We've already sold half of Spooky's
Alabaster: Pale Horse pendants, and my thanks to everyone who bought one yesterday. Only three remain. Originally, the money was to go towards getting me a new iPod to replace dear, departed Inara. However, now the proceeds from the pendants can go to other expenses, as the postman brought me a new iPod yesterday (as yet unnamed). My grateful thanks to Sara Hiat for such a generous gift.
Cold, sunny, and it looks as if they've put the snow back in the forecast.

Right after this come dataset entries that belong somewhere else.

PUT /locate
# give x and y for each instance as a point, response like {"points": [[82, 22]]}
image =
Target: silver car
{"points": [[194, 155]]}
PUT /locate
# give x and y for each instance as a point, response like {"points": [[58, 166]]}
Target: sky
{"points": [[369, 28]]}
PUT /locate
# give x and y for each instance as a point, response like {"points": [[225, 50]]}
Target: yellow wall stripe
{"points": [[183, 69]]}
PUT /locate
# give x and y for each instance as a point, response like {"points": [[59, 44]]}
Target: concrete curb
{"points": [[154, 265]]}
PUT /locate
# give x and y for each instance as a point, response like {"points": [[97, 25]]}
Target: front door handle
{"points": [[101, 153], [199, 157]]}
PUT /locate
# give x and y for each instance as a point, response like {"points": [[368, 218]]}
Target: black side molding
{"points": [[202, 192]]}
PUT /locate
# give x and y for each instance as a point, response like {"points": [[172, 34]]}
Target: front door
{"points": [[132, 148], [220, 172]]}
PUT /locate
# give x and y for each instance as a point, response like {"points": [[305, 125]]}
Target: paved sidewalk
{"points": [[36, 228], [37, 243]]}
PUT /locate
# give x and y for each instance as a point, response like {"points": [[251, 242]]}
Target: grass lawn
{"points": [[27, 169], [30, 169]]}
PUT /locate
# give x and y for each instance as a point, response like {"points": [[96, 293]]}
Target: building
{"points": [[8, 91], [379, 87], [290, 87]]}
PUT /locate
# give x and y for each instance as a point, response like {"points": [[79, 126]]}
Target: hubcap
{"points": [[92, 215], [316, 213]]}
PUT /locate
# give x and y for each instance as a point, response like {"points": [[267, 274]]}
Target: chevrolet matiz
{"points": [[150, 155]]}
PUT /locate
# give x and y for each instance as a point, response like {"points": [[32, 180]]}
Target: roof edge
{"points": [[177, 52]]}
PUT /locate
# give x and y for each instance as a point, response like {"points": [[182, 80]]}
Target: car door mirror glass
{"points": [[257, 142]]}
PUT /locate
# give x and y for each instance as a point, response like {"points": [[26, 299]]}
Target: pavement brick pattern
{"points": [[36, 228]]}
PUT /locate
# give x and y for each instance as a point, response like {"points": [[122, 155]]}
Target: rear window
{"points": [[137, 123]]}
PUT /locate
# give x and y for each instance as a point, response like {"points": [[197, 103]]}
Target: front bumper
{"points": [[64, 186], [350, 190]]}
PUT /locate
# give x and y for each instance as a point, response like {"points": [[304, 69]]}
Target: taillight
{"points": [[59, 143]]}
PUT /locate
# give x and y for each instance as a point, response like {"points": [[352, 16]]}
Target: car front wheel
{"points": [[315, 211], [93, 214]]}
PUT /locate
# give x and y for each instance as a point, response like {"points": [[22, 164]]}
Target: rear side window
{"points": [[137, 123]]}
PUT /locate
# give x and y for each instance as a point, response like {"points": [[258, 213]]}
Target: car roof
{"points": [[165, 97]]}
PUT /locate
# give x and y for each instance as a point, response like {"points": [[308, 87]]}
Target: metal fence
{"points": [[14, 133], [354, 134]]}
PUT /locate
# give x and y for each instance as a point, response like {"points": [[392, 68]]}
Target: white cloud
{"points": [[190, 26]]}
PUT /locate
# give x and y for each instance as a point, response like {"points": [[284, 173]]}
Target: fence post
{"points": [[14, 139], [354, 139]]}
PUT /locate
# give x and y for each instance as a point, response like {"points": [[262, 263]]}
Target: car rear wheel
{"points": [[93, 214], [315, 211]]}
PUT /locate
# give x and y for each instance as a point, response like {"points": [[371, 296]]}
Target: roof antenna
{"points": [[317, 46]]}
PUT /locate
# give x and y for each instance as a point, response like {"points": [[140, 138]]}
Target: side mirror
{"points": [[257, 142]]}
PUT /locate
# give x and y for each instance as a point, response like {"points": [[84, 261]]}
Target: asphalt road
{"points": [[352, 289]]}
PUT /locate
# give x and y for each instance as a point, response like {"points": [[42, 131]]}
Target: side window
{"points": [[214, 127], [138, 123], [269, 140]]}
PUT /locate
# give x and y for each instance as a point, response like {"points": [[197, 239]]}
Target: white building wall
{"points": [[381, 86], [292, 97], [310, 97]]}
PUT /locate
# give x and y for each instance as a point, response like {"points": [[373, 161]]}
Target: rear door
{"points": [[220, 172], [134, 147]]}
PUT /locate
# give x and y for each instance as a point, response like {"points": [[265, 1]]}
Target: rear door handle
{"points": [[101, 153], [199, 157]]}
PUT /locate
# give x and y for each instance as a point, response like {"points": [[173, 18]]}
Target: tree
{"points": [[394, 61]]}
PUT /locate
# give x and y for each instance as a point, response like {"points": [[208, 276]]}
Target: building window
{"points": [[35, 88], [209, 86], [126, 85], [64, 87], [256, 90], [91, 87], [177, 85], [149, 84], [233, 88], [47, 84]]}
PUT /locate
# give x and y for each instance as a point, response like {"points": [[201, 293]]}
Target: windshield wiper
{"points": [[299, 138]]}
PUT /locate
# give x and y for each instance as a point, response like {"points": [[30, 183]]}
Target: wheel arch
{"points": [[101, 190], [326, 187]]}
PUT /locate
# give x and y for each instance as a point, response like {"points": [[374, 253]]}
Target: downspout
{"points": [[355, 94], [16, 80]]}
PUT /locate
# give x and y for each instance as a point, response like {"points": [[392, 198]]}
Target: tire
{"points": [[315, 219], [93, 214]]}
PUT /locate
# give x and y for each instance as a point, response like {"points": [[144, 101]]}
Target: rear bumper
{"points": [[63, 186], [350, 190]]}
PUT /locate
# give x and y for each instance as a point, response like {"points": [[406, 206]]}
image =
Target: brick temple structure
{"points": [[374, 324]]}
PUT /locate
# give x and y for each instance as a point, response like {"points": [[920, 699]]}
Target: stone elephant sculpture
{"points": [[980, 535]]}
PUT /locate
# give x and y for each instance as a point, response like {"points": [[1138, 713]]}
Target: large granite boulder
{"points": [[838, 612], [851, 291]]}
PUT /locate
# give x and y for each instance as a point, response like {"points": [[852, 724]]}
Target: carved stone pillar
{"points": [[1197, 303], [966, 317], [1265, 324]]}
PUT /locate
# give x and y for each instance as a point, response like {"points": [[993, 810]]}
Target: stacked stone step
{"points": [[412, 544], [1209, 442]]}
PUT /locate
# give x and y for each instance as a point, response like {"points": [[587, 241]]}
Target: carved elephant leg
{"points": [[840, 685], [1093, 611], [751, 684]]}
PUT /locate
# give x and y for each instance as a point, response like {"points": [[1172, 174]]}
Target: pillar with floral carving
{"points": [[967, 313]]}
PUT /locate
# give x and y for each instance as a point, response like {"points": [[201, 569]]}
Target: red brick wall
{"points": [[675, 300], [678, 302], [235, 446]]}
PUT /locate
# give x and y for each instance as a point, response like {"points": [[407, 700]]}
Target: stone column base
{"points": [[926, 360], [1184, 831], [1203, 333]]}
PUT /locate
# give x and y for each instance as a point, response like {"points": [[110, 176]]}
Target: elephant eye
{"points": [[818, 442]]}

Yesterday I wrote 1,001 words on Cherry Bomb. It was a somewhat surreal afternoon, sitting here wrestling with the words needed to write a conversation between a talking seagull and a naked "werepire" (bathing in the fountain at
City Hall Park in Manhattan). On the one hand, my intention is to write a novel as least as good as the first two, and, I hope, better. On the other, this book's motto is "We can fix it in post." I have declared this novel to be "SplatterRom." But. This month I also have to write a story for
Sirenia Digest #97 and my story for
Neil Clarke's Upgraded: A Cyborg's Cyborg Anthology. I've actually considered opening comments to suggestions for a cyborg story. As in, provide a single sentence that could become the story.
And speaking of
Pink Delicious, the reviewer for Library Journal writes:
Siobhan Quinn-but really, you better just call her Quinn-returns in a second helping of blood-soaked mayhem (after 2013's Blood Oranges). The half-werewolf, half-vampire ex-junkie is still working for Mr. B., who wants her to look for the missing daughter of a wealthy necromancer. The job puts her in the middle of a dispute between two demonic interdimensional beings who both want to possess a rare artifact. VERDICT Kiernan (The Drowning Girl) once again assumes her pen name to bring us an obscene homage to The Maltese Falcon. The pace is fast, the language is profane, and while Quinn is a bundle of bad habits, she is absolutely entertaining.
Yesterday, Kathryn chipped the car out of the glacier our driveway has become, and we ventured over the river. At East Side Market, we bumped into Hazel Hill and Daniel Gorringe. Back home, we had pizza and watched the Olympics' opening ceremonies.